Marché à Ouargla

DIOCESE DE LAGHOUAT - GHARDAIA .
BILLET MENSUEL.
MAI 2012

Bien chers amis,

Depuis de trop nombreuses années, revient cette lancinante question : mais pourquoi donc l’Algérie est-elle si mal aimée ?

C’est vrai, un lourd passé de défiance pèse sur les épaules de ce peuple, de la guerre de libération à cette trop fameuse « décennie noire » des années 90. La célébration du cinquantième anniversaire de l’indépendance de l’Algérie va-t-elle effacer cette interrogation ? La presse et les médias ne sont pas prolixes sur cet événement, ni d’un côté ni de l’autre de la Méditerranée, signe que la réconciliation est encore à venir. Tandis qu’en France, la campagne des présidentielles a parfois pris comme otages électoraux les émigrés dont un bon nombre sont algériens, ici le pays n’est pas sans ressentir les soubresauts du « printemps arabe », il est pris à mal dans la sécurisation de ses frontières avec le Mali en pleine crise. Dans ce contexte, il est peu mobilisé pour des élections où les partis pullulent et empêchent une cohésion nationale. La vie continue, chère, incertaine et sans trop d’illusions sur un avenir meilleur. Et l’on peut alors se demander : l’Algérie est-elle aimée d’elle-même ?
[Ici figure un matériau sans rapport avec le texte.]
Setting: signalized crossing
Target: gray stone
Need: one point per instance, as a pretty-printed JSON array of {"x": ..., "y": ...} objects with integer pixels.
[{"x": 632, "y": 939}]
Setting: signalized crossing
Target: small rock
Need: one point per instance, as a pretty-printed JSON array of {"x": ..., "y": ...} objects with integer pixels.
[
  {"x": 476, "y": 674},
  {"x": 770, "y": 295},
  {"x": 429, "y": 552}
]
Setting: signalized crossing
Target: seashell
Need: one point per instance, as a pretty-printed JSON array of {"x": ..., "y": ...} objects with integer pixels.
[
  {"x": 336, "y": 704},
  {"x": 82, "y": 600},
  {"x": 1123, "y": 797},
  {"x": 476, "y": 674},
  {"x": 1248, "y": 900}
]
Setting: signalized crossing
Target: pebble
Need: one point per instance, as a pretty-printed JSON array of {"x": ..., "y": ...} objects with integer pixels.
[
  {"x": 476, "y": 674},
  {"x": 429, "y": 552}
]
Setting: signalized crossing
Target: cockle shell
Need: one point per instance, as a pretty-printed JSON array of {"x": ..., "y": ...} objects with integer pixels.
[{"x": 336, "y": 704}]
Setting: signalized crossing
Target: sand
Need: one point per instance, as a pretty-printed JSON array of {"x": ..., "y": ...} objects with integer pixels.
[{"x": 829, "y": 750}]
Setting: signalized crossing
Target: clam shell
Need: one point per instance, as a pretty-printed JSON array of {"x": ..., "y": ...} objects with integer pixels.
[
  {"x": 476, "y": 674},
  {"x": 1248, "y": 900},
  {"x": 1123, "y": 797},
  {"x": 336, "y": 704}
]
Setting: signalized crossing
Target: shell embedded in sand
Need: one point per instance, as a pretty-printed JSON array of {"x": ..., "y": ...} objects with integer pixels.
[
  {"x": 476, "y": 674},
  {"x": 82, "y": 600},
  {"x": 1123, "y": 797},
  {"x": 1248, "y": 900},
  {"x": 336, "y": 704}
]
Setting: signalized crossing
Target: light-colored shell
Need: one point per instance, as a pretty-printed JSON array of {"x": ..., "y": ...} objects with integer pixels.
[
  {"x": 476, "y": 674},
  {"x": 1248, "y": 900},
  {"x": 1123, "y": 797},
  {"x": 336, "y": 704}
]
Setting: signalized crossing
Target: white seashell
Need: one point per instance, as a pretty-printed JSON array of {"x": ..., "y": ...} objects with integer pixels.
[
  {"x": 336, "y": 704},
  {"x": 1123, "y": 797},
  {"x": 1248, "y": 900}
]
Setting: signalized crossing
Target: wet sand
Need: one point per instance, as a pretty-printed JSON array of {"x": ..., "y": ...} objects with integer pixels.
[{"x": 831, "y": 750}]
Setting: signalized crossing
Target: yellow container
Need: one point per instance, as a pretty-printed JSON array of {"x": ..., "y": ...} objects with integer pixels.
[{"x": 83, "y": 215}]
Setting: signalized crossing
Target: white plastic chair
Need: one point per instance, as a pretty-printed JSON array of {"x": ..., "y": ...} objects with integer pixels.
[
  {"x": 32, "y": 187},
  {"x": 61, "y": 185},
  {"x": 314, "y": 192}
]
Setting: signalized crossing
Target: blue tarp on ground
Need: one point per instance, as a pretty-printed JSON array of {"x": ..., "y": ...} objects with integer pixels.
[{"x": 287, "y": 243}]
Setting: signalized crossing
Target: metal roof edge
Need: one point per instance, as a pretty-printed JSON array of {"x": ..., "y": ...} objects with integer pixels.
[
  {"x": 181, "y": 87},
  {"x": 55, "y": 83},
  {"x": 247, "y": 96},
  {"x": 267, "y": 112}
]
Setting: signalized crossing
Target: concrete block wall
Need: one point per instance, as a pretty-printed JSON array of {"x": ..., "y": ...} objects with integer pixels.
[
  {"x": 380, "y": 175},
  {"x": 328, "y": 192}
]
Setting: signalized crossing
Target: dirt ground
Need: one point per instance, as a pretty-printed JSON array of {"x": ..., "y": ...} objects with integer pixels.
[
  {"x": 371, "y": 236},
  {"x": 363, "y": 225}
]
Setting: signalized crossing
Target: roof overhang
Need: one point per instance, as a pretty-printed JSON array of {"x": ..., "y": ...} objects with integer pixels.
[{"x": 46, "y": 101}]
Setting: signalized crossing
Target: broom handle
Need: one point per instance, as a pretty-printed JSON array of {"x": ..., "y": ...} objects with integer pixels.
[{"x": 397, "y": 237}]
Vue de l’extérieur, l’Eglise d’Algérie porte, elle aussi les stigmates de cette question : on la croit souvent insécurisée, voire persécutée, comme cela a pu être le cas pendant la décennie noire. Elle n’est pas la bienvenue dans certains milieux, c’est vrai mais cela ne lui est pas spécifique. Et trop d’encens à son égard ne serait pas nécessairement le signe d’une bonne santé… évangélique !

Voici près d’un an et demi, j’étais au Congo RDC, dans la région des Grands Lacs. Parlant à de jeunes confrères en formation, l’un m’a demandé avec inquiétude si je me sentais « en sécurité » en Algérie. J’ai été stupéfait : je me trouvais alors dans une des régions de l’Afrique où la violence est endémique, quasi quotidienne ; on venait d’y assassiner un prêtre.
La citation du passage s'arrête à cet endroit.